Second, Spatial filtering clusters appear to cover much more geographic area han did SaTScan clusters. As we discussed earlier, this is likely due to the difference in basic assumptions between the two models. The two methods differ in their estimation of significance; SaTScan accounts for multiple testing of the highest likelihood of occurrence for all possible cluster locations and sizes while Spatial filtering does not. In addition, there may be somewhat of a "ceiling effect" with SaTScan. This maximum value ensures that the detected clusters, regardless of their location and size, are clusters detected without any pre-selection bias. The maximum allowed value of a spatial cluster does not mean that one has to pre-specify the size of a cluster before running an analysis. It simply means the largest allowed cluster would contain 50% of the at-risk population in the study area. This maximum value is reasonable because a cluster is expected to concentrate in certain areas of the study region. If a cluster covers most of the study area, then the location and size of the study area is no longer meaningful in that study area. Consequently, SaTScan clusters have an inherent but adjustable "cap" on cluster size whereas Spatial filtering is somewhat less limited. The tendency or capacity of Spatial filtering to yield clusters with considerably more geographic variability than SaTScan raises the issue of sample generalizability. Although not demonstrated in this study, the potential for greater variability of the characteristics of births within a Spatial filtering cluster may provide some analytic benefits.

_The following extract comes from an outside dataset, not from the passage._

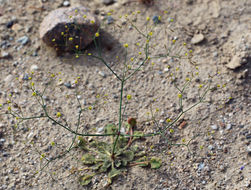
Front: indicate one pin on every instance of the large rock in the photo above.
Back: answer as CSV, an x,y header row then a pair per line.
x,y
64,28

Third, the maternal and familial characteristics of births contained within the two methods were remarkably alike. Additionally, changing the level of geographic scale resulted in very similar patterns between the two methods with respect to these characteristics. As the level of scale increased the sample became increasingly heterogeneous. We know that geographic scale is an important consideration in such investigations irrespective of the analytic method used [7]. This study found that clusters of low birthweight in Shelby County might extend into less impoverished, better educated, and more ethnically diverse communities.

We do not contend that either cluster estimation method is inherently superior. Instead this study underscores the need for an exploratory, integrative, and multi-scalar approach to assessing geographic patterns of disease, since different methods identify different patterns. First, both methods should be compared again using a Poisson approach. A temporal analysis of low birth weight could be conducted. Secondly, the two methods should be compared using different forms of chronic morbidity (i.e., congenital anomalies). Since other diseases differ in prevalence, population, and/or spatial characteristics, the results of the two methods might differ accordingly. Finally, the two methods should also be compared with respect to additional spatial characteristics. For example, the density or distribution of point sources of pollutants within either type of cluster could be examined on varying geographic scales.